V. Late Filing Fees:
- If the income tax return is filed after the due date, there are late filing
fees applicable, late filing fees for individuals whose total income does
not exceed Rs 5 lakhs is Rs. 1,000 if the return is filed after the due date
but on or before December 31st of the assessment year. It is Rs. 5,000
if filed after December 31st. For those with income above Rs 5 lakhs,
late filing fees of Rs. 5,000 apply if filed after the due date but before
December 31st, and Rs. 10,000 if filed after December 31st.

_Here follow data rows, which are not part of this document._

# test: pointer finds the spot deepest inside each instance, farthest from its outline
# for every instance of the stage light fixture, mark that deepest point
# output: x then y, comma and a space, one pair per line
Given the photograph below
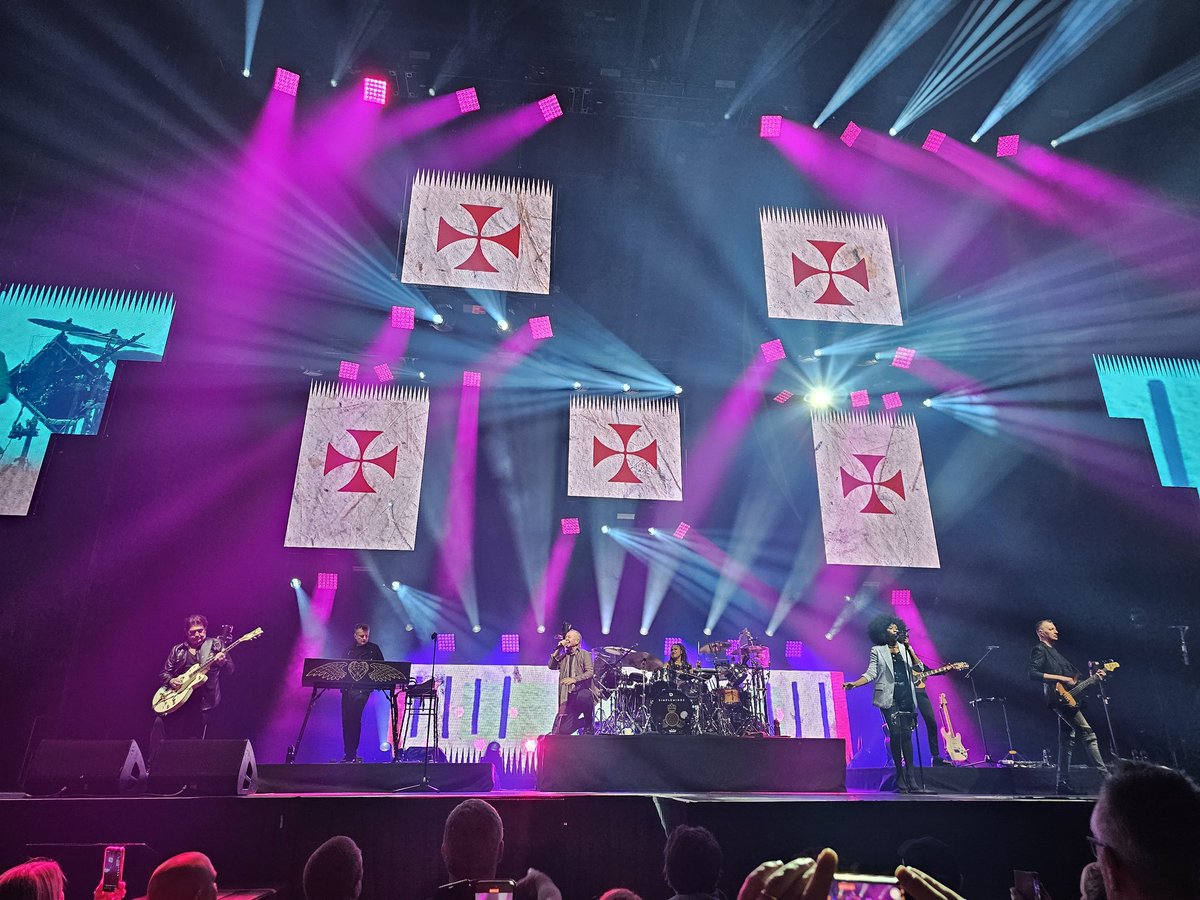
375, 90
468, 100
287, 82
540, 328
1008, 144
550, 108
773, 351
403, 317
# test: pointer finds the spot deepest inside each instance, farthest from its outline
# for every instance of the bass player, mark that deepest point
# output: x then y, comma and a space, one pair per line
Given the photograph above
1049, 666
191, 720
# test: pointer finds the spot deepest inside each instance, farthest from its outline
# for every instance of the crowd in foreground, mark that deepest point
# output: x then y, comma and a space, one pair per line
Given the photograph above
1145, 834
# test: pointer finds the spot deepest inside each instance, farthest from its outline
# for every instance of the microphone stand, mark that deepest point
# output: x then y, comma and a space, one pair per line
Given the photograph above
424, 784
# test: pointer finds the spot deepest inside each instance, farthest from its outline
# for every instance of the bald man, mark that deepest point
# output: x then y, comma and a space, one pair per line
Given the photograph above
576, 705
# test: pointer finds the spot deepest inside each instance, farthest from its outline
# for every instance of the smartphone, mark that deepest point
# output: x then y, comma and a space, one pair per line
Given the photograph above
1027, 885
113, 869
864, 887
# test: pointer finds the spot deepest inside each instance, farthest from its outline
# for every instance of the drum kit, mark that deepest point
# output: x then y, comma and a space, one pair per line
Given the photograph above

VI. Updated Return 139(8A):
1. ITR-U or Updated Income Tax Return is the form that allows you to
rectifying errors or omissions and update your previous ITR. It can be
filed within two years from the end of the relevant assessment year. An
Updated Return can be filed in the following cases:
- Did not file the return. Missed return filing deadline and
the belated return deadline - Income is not declared correctly
- Chose wrong head of income
- Paid tax at the wrong rate
- To reduce the carried forward loss
- To reduce the unabsorbed depreciation
- To reduce the tax credit u/s
- 115JB/115JC
2. Assessee will have to pay an additional tax of 25% or 50% on the tax
amount, depending on when you file the ITR-U
- 12 months from the end of relevant AY, 25% of additional
tax + interest + late filing fee - 24 months from the end of relevant AY, 50% of additional
tax + interest + late filing fee
〉 Capital Gain:
I. Sale of Property:
- Profits or gains arising from the sale of immovable property such as
land, house, building, or any capital asset attached to it. - Section 194IA, mandates the deduction of tax at source by the buyer at
the time of making payment for the purchase of immovable property. It
applies to transactions involving the sale of immovable property (other
than agricultural land) where the consideration exceeds Rs. 50 lakhs. - The applicable rate for TDS under Section 194IA (Seller to be Resident)
is 1% of the consideration amount. - Section 195 applies to any person making payment to a non-resident,
which is chargeable to tax in India, then the applicable rate for TDS
under Section 195 is 20% of the consideration amount.
II. Sale of Securities:
- Capital Gains/Loss from the sale of securities like stocks, mutual funds,
debentures, bonds, or any other financial instrument held as investments. - For securities traded on a stock exchange, STCG is taxed at 15% plus
applicable surcharge and cess. - Equity or equity-oriented mutual funds, LTCG exceeding ₹1 lakh is taxed
at 10% plus applicable surcharge and cess.